Low expectations for marriage

So one of the things that bugs me most about premarital counseling and advice that we get from family, friends, pastors, even counselors, is that marriage is not going to be romantic. It can’t be. The romance is going to disappear. That’s just a given. You might as well get used to it. So we start to expect that.

And we get into marriage, something goes a little sideways, and we go, “Oh, well. The honeymoon’s over. So much for that.”

So part of it is we set up these expectations that are so incredibly low, that it’s no wonder that we fail. We’re going to work towards what we believe is possible. And if we’ve been told it’s impossible from the beginning, either from watching our own parents or from people who are trying to give us advice, It’s not going to work.

I think the answer to that is to realize that marriage is actually meant to grow and deepen over time. I mean, you think about it, you marry your best friend. He’s sexy. He’s cute. He’s funny. He’s brilliant. You know? And so when you focus on enjoying all those good things about him, and you look at what is it about him that I don’t get and think, “How can I understand that better?” Then you’re actually on a lifelong treasure hunt to find the good in this guy!
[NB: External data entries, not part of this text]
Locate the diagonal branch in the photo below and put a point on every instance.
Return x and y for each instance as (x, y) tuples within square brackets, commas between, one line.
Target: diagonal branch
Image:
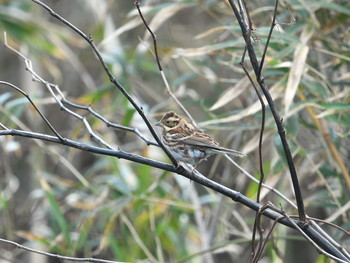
[(278, 120)]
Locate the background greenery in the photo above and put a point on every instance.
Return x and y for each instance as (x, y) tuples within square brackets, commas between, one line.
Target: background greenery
[(129, 212)]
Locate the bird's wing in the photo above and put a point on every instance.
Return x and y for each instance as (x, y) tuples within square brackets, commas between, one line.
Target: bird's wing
[(199, 138)]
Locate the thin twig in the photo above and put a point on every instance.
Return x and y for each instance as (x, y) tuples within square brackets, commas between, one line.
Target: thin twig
[(137, 4), (56, 255), (110, 75), (277, 118)]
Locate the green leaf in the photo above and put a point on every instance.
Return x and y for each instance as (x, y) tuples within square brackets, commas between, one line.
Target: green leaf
[(335, 105), (59, 218)]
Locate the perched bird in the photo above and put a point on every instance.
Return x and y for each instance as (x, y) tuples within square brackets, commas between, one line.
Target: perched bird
[(187, 143)]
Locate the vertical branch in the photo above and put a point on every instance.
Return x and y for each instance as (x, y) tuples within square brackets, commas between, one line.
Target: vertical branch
[(262, 175), (154, 37), (277, 118)]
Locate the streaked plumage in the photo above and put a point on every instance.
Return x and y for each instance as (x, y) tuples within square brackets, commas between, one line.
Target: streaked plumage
[(187, 143)]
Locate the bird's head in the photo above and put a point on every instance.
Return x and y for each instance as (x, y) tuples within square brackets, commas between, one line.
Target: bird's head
[(170, 121)]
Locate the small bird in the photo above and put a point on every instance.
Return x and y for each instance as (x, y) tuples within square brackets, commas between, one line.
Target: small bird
[(187, 143)]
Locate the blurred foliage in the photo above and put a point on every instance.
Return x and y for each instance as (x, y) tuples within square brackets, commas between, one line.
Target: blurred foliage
[(130, 212)]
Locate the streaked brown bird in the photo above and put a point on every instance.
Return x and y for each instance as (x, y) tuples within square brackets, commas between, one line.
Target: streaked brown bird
[(187, 143)]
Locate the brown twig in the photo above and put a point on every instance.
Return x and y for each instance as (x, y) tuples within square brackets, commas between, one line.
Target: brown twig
[(278, 120)]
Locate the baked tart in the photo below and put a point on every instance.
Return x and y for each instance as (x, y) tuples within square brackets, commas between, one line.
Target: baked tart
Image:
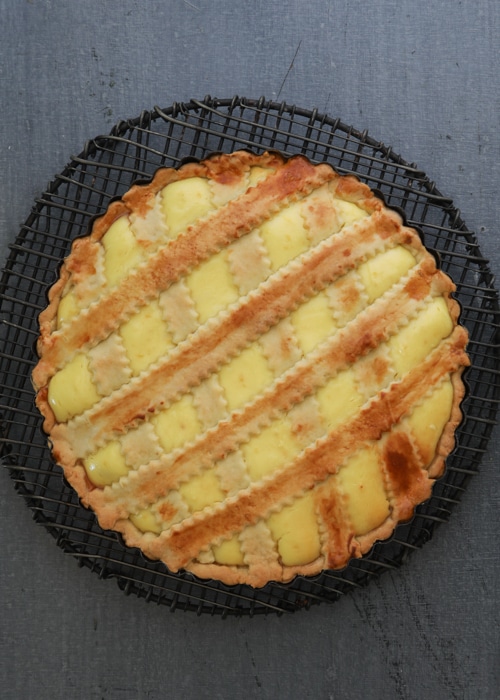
[(251, 368)]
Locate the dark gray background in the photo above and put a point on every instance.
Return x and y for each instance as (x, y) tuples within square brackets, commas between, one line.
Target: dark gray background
[(424, 78)]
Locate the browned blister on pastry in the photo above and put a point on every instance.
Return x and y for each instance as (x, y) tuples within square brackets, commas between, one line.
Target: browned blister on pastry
[(251, 368)]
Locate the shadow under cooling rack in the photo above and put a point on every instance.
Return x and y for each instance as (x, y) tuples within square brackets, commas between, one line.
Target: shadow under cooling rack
[(104, 170)]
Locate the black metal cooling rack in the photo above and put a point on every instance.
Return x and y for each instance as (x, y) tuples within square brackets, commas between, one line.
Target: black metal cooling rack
[(105, 169)]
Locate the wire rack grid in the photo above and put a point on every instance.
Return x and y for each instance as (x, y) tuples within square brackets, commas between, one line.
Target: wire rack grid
[(104, 170)]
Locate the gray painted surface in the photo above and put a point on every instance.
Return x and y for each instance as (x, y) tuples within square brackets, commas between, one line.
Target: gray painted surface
[(422, 77)]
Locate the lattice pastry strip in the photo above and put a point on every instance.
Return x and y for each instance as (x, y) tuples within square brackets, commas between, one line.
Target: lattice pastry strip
[(267, 365)]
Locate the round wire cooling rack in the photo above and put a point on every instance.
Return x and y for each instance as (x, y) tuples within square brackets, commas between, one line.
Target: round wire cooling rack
[(106, 168)]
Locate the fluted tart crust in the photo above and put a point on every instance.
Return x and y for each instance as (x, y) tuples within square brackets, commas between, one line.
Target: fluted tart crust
[(251, 368)]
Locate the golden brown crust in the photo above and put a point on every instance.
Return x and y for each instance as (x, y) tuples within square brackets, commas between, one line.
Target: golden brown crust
[(268, 299)]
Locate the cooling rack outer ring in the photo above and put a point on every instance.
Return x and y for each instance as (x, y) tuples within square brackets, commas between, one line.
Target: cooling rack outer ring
[(104, 170)]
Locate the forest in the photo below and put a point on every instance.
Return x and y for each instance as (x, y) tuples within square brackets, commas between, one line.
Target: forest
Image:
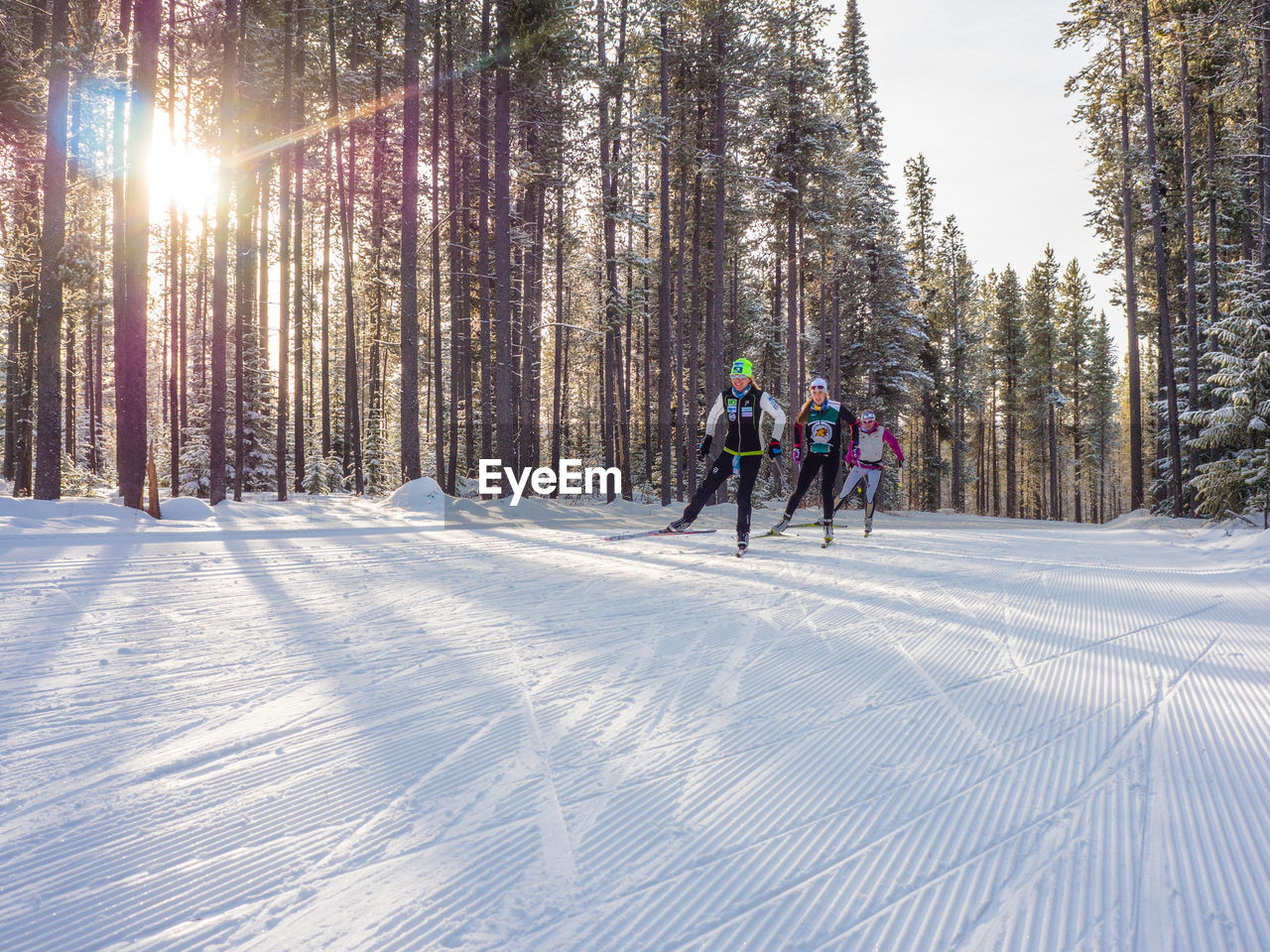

And, you know, I really, I’ve got to say a sidebar here. I actually have met guys that have been so wounded that they have put up such strong defenses that they’re actually mean and cruel and all of those things.

But most of the guys … I would say anywhere from 75 to 95% of men are actually really good guys. But they don’t know any more about us than we know about them. And they’ve been told that there’s no way you can understand a woman. They are beyond your ability to comprehend. So men just shake their heads, and they give up.

As women, we know that’s not true. We’re really simple and very straightforward in what it is, but we use a different language than the guy does.

You know, when I was teaching at Azusa Pacific University, I actually would tell my students, “Don’t marry someone that you like where they are now, that they seem to fit you perfect. You want to marry somebody that you want to spend the rest of your life getting to know because it’s going to take that long.”

But it’s a good adventure, and there’s so much good inside. As a spouse, it’s your job to find that treasure.